Why AI-driven Platforms are a Key to Energy Transition Success—Lessons from Distributech and Schneider Electric

Author photo: Peter Manos
ByPeter Manos
Category:
Industry Trends

AI’s Role in Reducing Complexities: Distributech 2024 highlighted the ongoing acceleration in uptake of distributed energy resources (DERs), a wide-ranging category that includes wider use of electric vehicles, rooftop solar, energy storage, and microgrids. 

During the conference keynote opening session, it was predicted that more than half of all DERs will, in the next 3 to 5 years, most likely be “behind the meter” installations—a shift which will greatly increase grid complexity in ways AI-based solutions are ideally suited to address. 

The AI futurist and former head of GTM at OpenAI, Zach Kass, one of the opening keynote speakers at Distributech, advised attendees to be prepared for massive and rapid accelerations in the uptake of AI in our personal and business lives. His discussion of an upcoming smart phone AI use case was instructive, by way of analogy, for similar value AI will provide in the operation of more complex grids.

Kass believes within about a year he will be able, when faced with a sudden extension of a business trip he is on, to simply tell his smart phone’s AI agent to extend the trip a specific number of days. His AI agent would then create and send all the needed messages by text, email, and/or voice, and would rebook travel and lodging arrangements, and reschedule impacted business and personal appointments, interacting with people (or their AI agents) as needed.

While an analogous future AI development will enable greater efficiency by reducing the transactional burdens associated with processes for managing DERs, fundamentally a platform approach involving a wide range of solutions is also a key to having the right foundation, a foundation that Schneider Electric has built, and for which it has earned a leadership position.

AI-driven Platforms

Schneider Electric made clear during the Distributech conference the fact that the technologies are now available for utilities and their customers to realize the benefits of what we used to call “the grid of the future.” The main remaining hurdles involve the ability of utilities and their customers to remove silos and accelerate their uptake of new, much-needed higher levels of collaboration to address ever-higher levels of complexity. 

Within the much larger Schneider Electric portfolio, Uplight, which now includes AutoGrid, is enabling utilities to ensure their residential, commercial, and industrial customers enjoy the benefits of a more dynamic grid. 

Along with Uplight’s and AutoGrid’s combined solution sets, Schneider Electric also supports the needs of more dynamic grids in many other ways, for example, through their comprehensive digital grid solutions portfolio which includes EcoStruxure ADMS, DERMS, and Grid Asset Performance, all of which help boost efficiency, reduce costs, improve reliability, and increase grid efficiency.

On-demand webinar: An April 17, 2024 webinar by Uplight, "Combining the Best of Both Worlds: Superior Customer Experience + Flexible Capacity Management" highlighted how Uplight and AutoGrid are enabling utilities and their customers to optimally expand the number of grid-connected devices.
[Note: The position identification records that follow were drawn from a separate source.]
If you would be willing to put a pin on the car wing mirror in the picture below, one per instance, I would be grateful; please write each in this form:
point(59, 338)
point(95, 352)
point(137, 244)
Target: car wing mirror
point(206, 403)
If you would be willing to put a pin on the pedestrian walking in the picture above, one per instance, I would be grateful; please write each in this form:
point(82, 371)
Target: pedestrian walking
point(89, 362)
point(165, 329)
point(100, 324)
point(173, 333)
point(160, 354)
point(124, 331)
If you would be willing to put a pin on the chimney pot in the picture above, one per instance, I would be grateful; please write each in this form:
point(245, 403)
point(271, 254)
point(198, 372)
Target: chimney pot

At Distributech in February 2024, in discussion with Sadia Raveendran and Don McPhail, the presenters for the Schneider Electric April 17, 2024 webinar, the fact was made clear that greater cooperation and coordination between utilities and their customers is a core value for Uplight and AutoGrid, as was the fact that industrial electric utility customers rightfully place a high priority over maintaining control over their energy usage to ensure their financial, operational, and customer service goals can be met. 

Untapped Potential of Demand Response: ARC’s recent review of the latest available residential, commercial, and industrial sector EIA data shows that the largest demand response (DR) sector by far is the industrial sector, at 47% of the total.  But the total DR program-based peak demand reductions year over year have only averaged a 1.5% annual growth rate, per the Dec 2023 EIA Annual Energy Outlook

AI-driven Platforms

As market participants use the latest tools to optimize participation in dynamic wholesale electricity transactions, the upside for DR to provide greater benefits for utilities and their industrial customers is significant. On this path to greater benefits key elements include better models for predicting energy usage and performing more complex load forecasting and identifying financially beneficial opportunities for participation in peak electricity usage reduction through DR programs.

As residential uptake of more electric vehicles and rooftop solar and other DERs increases, there will be a positive cultural shift where people develop closer relationships with their electric utility service providers. A similar cultural shift is occurring in parallel for commercial and industrial electric utility customers, whose greater participation in dynamic energy markets, and in beneficial increases in the use of clean electricity sources, will drive value up and down more complex supply chains on our path toward decarbonization.